Assessing Human Cortical Activation and Network During Pitch Discrimination Task in Quiet and in Noisy Background

  •  Ahmad Nazlim Yusoff    
  •  Khairiah Abdul Hamid    
  •  Mazlyfarina Mohamad    
  •  Asma Abdullah    
  •  Hamzaini Abdul Hamid    
  •  Siti Zamratol-Mai Sarah Mukari    


In spite of extensive research conducted in studying pitch memory processing, knowledge about the functional anatomy of the brain while performing pitch discrimination task is still lacking. The purpose of this study was to investigate the effects of background noise and tonal frequencies on brain activation during a pitch discrimination task. Thirteen participants were presented with categories of low- and high-frequency tones during an fMRI scan. They listen, recognize and discriminate the target tone with the last tone in a series of four distracting tones. Cortical responses during which the participants engaged with the pitch discrimination task were explored globally and differentially with tonal frequency and background condition as factors.

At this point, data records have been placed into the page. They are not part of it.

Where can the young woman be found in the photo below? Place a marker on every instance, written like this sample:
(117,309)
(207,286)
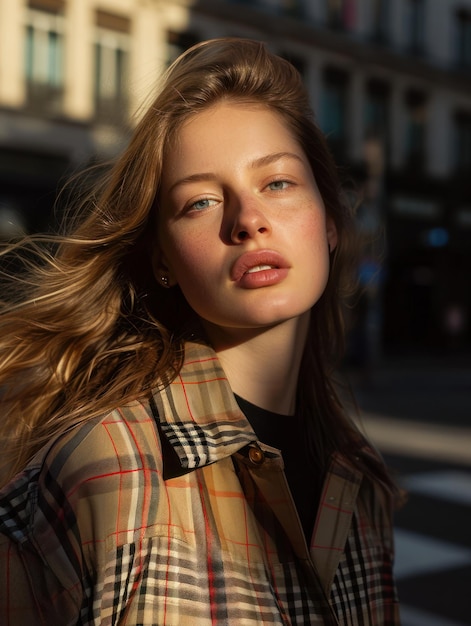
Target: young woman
(175,449)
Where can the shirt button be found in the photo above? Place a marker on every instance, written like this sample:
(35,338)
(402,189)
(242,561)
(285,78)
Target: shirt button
(256,456)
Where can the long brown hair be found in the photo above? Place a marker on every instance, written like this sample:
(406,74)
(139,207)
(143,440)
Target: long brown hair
(84,326)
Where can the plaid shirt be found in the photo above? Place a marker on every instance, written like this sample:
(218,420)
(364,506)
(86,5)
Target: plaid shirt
(187,519)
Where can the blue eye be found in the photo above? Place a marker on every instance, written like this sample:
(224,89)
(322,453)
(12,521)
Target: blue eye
(278,185)
(204,203)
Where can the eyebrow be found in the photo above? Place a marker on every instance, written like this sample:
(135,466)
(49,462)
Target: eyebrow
(263,161)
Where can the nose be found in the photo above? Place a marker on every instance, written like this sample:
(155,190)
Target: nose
(249,220)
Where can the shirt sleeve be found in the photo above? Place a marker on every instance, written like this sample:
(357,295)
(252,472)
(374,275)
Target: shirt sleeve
(31,591)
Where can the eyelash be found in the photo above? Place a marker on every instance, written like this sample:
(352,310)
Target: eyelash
(281,180)
(285,183)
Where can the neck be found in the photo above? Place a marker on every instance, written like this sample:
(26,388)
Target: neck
(262,366)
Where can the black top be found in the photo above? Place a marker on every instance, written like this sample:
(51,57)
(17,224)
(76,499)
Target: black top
(285,433)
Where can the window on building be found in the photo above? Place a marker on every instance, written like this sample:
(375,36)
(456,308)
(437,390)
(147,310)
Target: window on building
(377,113)
(44,55)
(334,100)
(415,130)
(112,40)
(462,142)
(380,19)
(463,38)
(341,14)
(414,27)
(177,43)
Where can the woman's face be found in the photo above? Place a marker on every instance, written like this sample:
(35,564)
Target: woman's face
(242,226)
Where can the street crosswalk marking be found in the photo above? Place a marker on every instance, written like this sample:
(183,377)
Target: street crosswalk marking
(418,554)
(451,485)
(415,617)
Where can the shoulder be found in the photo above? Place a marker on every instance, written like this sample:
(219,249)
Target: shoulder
(124,440)
(84,471)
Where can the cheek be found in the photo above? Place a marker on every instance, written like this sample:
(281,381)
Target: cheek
(185,256)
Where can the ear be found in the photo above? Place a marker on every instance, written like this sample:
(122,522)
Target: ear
(161,271)
(331,232)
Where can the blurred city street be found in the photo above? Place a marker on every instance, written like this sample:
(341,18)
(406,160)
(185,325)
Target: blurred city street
(418,412)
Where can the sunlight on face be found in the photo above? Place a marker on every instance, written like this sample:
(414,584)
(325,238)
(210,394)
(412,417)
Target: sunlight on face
(242,225)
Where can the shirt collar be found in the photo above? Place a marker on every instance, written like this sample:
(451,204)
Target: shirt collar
(198,412)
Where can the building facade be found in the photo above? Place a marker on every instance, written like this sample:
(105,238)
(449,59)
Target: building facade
(389,80)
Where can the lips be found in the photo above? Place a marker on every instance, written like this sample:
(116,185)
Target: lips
(257,261)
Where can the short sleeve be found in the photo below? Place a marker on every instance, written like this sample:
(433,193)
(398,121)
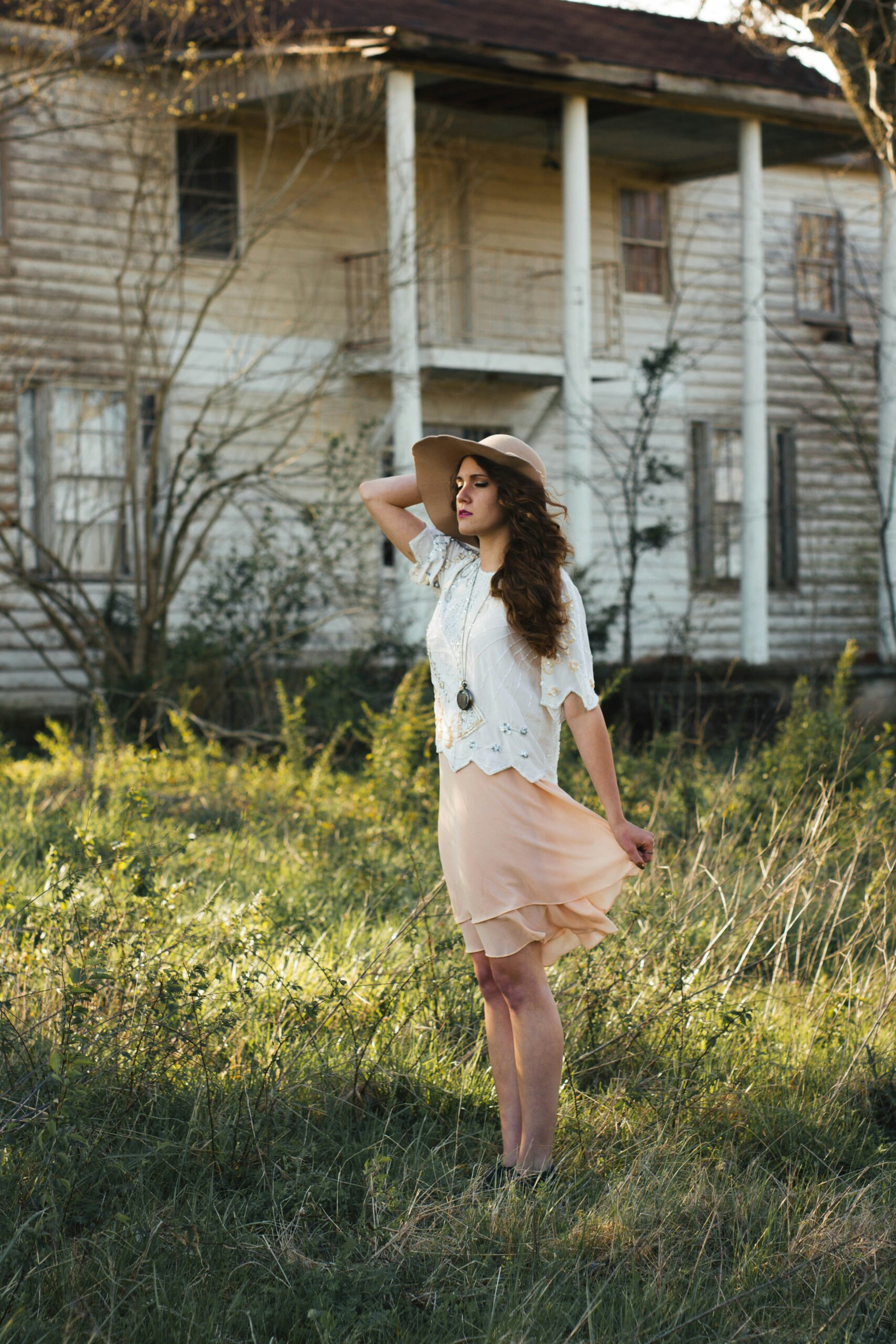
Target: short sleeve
(434,553)
(573,668)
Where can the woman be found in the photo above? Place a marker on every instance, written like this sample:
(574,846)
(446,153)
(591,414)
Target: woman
(530,872)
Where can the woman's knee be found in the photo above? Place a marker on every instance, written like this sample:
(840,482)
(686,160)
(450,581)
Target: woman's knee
(519,979)
(484,978)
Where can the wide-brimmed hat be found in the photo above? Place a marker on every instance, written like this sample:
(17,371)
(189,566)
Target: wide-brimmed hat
(437,456)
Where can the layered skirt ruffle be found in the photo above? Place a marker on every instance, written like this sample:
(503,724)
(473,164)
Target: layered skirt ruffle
(525,863)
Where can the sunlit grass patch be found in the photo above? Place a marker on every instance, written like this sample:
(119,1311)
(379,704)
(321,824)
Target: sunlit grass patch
(244,1073)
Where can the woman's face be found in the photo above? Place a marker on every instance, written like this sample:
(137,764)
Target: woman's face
(477,506)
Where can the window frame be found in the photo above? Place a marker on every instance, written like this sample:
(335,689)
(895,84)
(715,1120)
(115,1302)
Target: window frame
(664,246)
(37,483)
(188,250)
(813,316)
(782,515)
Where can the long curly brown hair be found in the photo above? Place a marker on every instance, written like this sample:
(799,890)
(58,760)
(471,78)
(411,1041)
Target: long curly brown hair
(529,581)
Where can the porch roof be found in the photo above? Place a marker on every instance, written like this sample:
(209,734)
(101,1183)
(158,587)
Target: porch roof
(566,32)
(666,93)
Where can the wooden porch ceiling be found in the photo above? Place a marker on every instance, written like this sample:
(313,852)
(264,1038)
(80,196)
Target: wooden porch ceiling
(671,143)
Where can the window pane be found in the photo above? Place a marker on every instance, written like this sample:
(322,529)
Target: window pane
(89,466)
(642,215)
(644,269)
(817,289)
(727,481)
(207,191)
(818,264)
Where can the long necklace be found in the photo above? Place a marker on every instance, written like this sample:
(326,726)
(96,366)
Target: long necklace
(465,695)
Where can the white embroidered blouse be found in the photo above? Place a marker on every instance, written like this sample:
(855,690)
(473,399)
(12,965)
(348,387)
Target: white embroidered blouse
(518,695)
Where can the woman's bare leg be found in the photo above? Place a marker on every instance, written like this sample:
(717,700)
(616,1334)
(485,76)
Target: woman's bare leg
(537,1049)
(499,1035)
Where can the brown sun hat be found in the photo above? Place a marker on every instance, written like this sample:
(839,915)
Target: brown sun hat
(437,456)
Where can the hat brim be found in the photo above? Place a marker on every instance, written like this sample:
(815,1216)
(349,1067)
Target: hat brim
(434,460)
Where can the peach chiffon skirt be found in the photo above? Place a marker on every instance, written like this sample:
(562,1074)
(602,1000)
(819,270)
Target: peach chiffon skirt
(525,863)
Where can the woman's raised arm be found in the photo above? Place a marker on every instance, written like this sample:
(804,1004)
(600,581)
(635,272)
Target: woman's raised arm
(388,502)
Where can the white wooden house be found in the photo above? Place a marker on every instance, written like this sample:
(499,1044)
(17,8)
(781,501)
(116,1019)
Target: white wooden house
(541,194)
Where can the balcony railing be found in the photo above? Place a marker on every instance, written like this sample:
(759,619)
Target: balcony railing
(486,298)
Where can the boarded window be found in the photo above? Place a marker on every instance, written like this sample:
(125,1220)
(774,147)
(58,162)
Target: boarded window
(820,267)
(75,491)
(782,508)
(207,193)
(642,215)
(716,500)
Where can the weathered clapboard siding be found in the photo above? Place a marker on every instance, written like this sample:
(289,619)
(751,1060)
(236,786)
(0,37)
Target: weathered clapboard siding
(69,197)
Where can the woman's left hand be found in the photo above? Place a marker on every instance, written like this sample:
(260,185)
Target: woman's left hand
(637,843)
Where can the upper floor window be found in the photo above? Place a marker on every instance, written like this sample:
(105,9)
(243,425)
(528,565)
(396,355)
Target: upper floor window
(820,267)
(77,480)
(642,218)
(207,191)
(716,505)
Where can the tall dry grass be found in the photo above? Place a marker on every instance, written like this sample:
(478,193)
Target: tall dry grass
(244,1074)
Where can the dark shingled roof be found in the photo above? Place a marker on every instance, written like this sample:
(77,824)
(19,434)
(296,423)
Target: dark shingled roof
(555,30)
(571,29)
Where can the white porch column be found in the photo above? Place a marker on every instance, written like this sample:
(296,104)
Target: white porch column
(577,323)
(754,543)
(887,413)
(400,197)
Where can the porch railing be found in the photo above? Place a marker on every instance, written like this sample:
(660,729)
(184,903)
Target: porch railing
(486,298)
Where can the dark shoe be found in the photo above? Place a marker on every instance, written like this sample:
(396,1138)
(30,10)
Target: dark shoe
(529,1180)
(496,1177)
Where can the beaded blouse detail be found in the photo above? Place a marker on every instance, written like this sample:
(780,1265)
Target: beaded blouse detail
(516,692)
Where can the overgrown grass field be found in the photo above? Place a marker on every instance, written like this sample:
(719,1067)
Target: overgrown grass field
(244,1078)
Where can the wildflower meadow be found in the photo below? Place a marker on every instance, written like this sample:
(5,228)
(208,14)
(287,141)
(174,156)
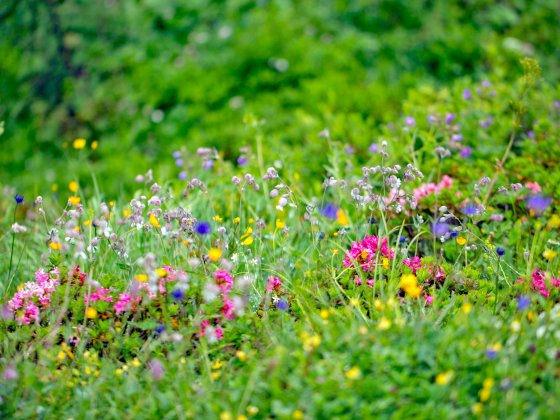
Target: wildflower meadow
(223,230)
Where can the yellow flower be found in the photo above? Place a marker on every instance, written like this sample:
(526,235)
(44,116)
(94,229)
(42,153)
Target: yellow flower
(444,377)
(385,263)
(56,246)
(73,200)
(142,278)
(408,281)
(353,373)
(252,410)
(297,415)
(341,218)
(91,313)
(79,144)
(484,394)
(154,221)
(73,186)
(383,324)
(549,254)
(477,408)
(215,254)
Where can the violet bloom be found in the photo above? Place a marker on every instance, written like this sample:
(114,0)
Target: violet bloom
(329,211)
(440,228)
(470,209)
(202,228)
(538,203)
(282,305)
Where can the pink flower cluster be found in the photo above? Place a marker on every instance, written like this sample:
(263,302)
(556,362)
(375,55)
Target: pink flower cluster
(364,253)
(539,283)
(425,190)
(273,284)
(26,301)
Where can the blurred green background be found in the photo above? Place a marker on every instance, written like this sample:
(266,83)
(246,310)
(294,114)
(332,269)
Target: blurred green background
(144,78)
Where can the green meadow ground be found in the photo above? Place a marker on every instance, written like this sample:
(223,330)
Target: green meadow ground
(279,210)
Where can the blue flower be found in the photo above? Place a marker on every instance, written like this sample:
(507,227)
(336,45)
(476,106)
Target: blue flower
(202,228)
(329,210)
(470,209)
(178,294)
(440,228)
(538,203)
(282,305)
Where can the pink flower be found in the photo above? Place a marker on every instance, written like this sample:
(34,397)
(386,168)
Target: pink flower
(533,186)
(224,280)
(273,283)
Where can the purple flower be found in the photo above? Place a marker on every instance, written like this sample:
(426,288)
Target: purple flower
(538,203)
(466,152)
(523,303)
(470,209)
(440,228)
(491,353)
(178,294)
(202,228)
(282,305)
(329,210)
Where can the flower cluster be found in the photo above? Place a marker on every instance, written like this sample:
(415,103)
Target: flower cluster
(33,296)
(426,189)
(371,251)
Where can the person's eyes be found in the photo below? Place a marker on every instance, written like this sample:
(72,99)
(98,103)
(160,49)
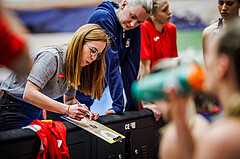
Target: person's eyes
(220,3)
(94,51)
(229,3)
(132,16)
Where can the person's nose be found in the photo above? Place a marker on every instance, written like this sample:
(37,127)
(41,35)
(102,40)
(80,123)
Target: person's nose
(224,7)
(169,12)
(93,57)
(133,23)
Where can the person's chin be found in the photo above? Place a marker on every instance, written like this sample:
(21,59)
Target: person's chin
(125,27)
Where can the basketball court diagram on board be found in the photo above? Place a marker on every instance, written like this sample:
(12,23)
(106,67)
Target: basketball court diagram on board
(97,129)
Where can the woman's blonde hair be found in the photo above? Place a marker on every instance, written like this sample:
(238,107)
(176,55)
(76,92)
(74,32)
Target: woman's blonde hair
(88,79)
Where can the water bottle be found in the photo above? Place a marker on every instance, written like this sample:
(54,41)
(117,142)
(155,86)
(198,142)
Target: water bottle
(183,79)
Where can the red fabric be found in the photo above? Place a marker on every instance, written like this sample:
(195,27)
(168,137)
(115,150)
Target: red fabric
(10,45)
(155,45)
(49,133)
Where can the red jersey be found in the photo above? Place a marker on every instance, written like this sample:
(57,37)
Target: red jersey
(11,45)
(155,45)
(53,139)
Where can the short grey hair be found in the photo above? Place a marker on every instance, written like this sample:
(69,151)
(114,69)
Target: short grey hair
(146,4)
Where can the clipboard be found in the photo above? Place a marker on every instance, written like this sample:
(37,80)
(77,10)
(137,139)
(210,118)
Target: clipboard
(96,129)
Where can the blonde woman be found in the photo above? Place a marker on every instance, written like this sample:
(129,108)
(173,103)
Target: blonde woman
(57,70)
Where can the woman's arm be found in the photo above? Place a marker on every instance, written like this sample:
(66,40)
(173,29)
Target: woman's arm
(33,95)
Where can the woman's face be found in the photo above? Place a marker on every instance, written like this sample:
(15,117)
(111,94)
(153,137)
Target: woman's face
(164,108)
(91,50)
(163,13)
(228,8)
(131,16)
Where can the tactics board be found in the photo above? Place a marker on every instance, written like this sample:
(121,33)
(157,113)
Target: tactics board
(97,129)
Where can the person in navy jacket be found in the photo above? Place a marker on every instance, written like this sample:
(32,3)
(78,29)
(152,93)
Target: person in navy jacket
(122,24)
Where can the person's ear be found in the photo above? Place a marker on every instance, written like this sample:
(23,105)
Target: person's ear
(124,4)
(223,65)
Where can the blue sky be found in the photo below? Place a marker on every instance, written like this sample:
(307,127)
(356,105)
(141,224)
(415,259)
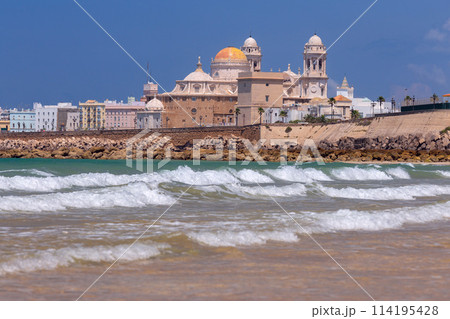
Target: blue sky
(50,51)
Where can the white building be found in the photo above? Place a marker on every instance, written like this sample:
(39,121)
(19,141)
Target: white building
(365,106)
(73,121)
(50,118)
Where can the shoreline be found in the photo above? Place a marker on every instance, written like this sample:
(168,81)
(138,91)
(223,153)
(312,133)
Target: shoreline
(267,155)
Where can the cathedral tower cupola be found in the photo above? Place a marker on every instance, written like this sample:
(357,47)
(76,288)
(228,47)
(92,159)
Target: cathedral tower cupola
(253,54)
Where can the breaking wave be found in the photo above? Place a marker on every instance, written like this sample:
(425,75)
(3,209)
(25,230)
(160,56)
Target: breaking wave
(63,257)
(293,174)
(241,238)
(353,220)
(409,192)
(359,174)
(133,195)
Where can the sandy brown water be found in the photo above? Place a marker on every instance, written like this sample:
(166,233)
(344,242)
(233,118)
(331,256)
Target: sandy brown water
(409,264)
(63,223)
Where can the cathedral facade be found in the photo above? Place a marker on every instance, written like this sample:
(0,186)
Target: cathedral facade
(210,99)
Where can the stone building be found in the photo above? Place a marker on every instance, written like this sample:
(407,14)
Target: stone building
(4,120)
(209,99)
(121,116)
(73,121)
(253,53)
(92,115)
(259,90)
(314,82)
(22,120)
(150,117)
(53,117)
(204,100)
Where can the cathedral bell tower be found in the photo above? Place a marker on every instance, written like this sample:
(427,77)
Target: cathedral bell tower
(253,53)
(315,80)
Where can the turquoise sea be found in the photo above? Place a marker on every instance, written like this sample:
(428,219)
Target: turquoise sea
(223,232)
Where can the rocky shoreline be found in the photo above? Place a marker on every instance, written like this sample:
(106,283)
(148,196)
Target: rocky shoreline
(431,148)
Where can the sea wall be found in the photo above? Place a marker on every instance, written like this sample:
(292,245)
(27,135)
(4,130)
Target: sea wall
(418,137)
(417,131)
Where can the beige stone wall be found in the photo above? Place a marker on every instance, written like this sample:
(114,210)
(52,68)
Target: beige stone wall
(260,88)
(206,110)
(389,126)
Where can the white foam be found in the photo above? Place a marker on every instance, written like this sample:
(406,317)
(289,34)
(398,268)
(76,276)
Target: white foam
(241,238)
(359,174)
(251,176)
(409,192)
(133,195)
(31,171)
(47,184)
(186,175)
(398,172)
(63,257)
(444,173)
(353,220)
(295,174)
(296,189)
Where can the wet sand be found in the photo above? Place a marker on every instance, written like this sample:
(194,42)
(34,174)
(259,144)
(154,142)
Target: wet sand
(408,264)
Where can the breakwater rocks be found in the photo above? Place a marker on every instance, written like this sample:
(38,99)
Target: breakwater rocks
(430,148)
(419,142)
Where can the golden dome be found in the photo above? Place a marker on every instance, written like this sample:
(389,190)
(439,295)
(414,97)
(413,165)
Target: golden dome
(230,53)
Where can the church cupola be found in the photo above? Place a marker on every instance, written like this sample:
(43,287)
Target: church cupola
(253,53)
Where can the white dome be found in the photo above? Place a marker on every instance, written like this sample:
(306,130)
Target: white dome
(154,104)
(315,40)
(250,42)
(199,76)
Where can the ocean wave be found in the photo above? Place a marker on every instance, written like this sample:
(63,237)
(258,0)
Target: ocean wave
(31,171)
(251,176)
(353,220)
(409,192)
(296,189)
(133,195)
(444,173)
(359,174)
(295,174)
(241,238)
(398,172)
(63,257)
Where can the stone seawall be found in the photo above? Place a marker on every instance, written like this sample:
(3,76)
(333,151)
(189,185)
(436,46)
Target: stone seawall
(414,132)
(419,137)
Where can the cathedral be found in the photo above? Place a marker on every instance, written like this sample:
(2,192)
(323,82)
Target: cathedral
(210,99)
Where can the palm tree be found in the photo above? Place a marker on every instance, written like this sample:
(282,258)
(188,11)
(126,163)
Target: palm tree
(237,112)
(261,112)
(332,102)
(283,114)
(381,100)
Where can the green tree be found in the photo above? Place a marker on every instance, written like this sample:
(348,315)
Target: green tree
(237,112)
(381,100)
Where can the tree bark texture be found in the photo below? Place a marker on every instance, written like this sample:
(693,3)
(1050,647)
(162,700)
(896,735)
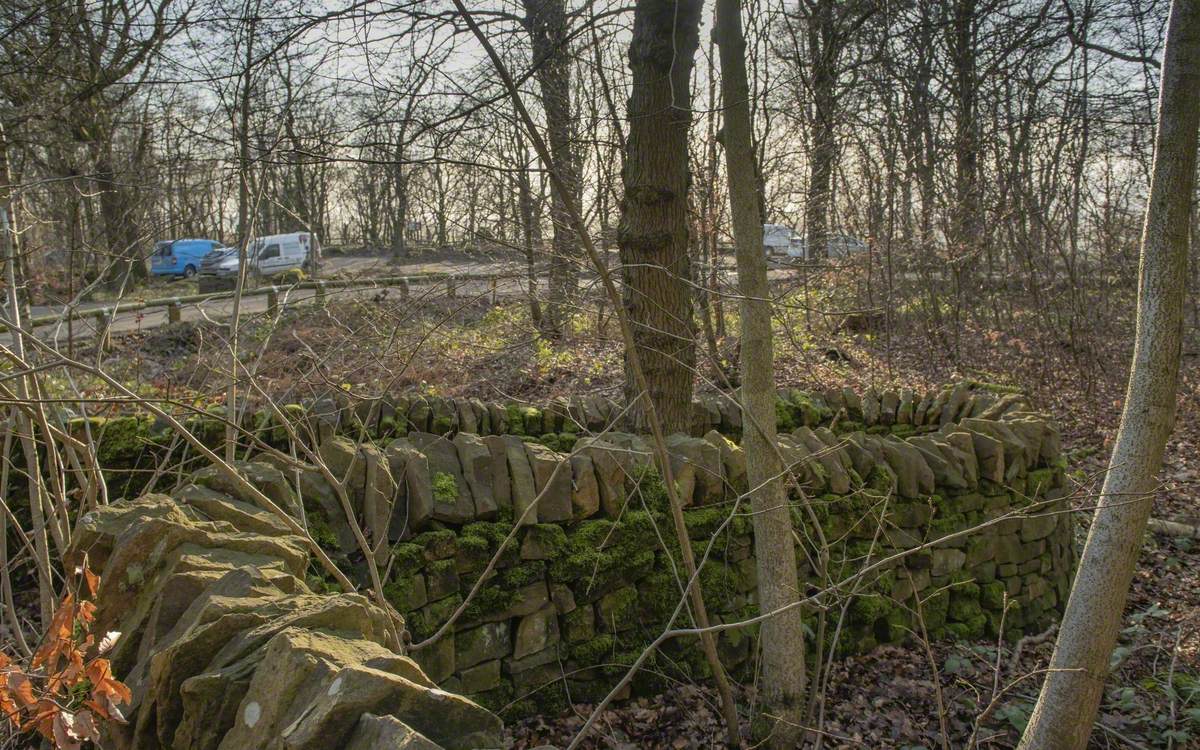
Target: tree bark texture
(653,232)
(546,23)
(783,635)
(1071,695)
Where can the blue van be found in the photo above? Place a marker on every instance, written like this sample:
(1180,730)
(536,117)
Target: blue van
(180,257)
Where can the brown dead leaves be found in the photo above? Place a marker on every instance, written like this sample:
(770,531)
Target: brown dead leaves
(67,689)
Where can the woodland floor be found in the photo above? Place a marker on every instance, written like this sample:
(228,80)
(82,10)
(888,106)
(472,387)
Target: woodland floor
(1073,366)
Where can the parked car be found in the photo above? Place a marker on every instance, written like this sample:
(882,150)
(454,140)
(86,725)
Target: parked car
(780,240)
(180,257)
(268,256)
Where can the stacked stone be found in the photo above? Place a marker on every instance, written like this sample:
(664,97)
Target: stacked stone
(591,575)
(588,579)
(225,646)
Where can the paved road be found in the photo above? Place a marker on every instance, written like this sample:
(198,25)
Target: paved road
(85,329)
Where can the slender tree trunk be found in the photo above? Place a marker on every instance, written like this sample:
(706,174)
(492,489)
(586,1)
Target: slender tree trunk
(966,219)
(1071,695)
(243,130)
(546,23)
(653,233)
(783,635)
(823,145)
(525,199)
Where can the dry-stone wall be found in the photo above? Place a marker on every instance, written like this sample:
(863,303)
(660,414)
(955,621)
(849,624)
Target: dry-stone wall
(214,587)
(591,576)
(226,647)
(559,423)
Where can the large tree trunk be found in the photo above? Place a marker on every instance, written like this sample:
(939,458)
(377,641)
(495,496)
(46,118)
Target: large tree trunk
(783,636)
(653,232)
(546,23)
(1071,695)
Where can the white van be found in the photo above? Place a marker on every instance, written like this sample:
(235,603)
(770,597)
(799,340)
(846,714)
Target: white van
(781,240)
(268,256)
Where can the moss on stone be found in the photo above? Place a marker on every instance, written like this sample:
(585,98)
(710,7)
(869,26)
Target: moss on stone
(580,624)
(445,489)
(407,559)
(652,490)
(549,539)
(594,652)
(438,545)
(487,601)
(658,595)
(516,419)
(426,621)
(119,441)
(785,415)
(531,571)
(322,533)
(719,582)
(703,522)
(406,593)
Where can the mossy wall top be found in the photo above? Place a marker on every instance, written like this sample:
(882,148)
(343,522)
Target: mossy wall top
(592,574)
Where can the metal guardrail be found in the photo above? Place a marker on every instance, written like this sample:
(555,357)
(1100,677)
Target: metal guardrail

Similar integrative network consisting of bilateral superior temporal gyrus, pre-central gyrus, cerebellum, insula, putamen, inferior parietal lobe and supplementary motor area is established during the four pitch discrimination task conditions. The bilateral A1 and right M1 are effectively activated by noise and action respectively. Background noise increases the participants’ performance hence equalizing that in quiet, while participants performed significantly better in discriminating low-frequency tones as compared to high-frequency tones. This study revealed an integrative network that consists of areas responsible for pitch discrimination strategy. The bilateral primary auditory cortex played important roles in increasing participants’ pitch discrimination performance in noisy surrounding and in discriminating low frequency category of tones.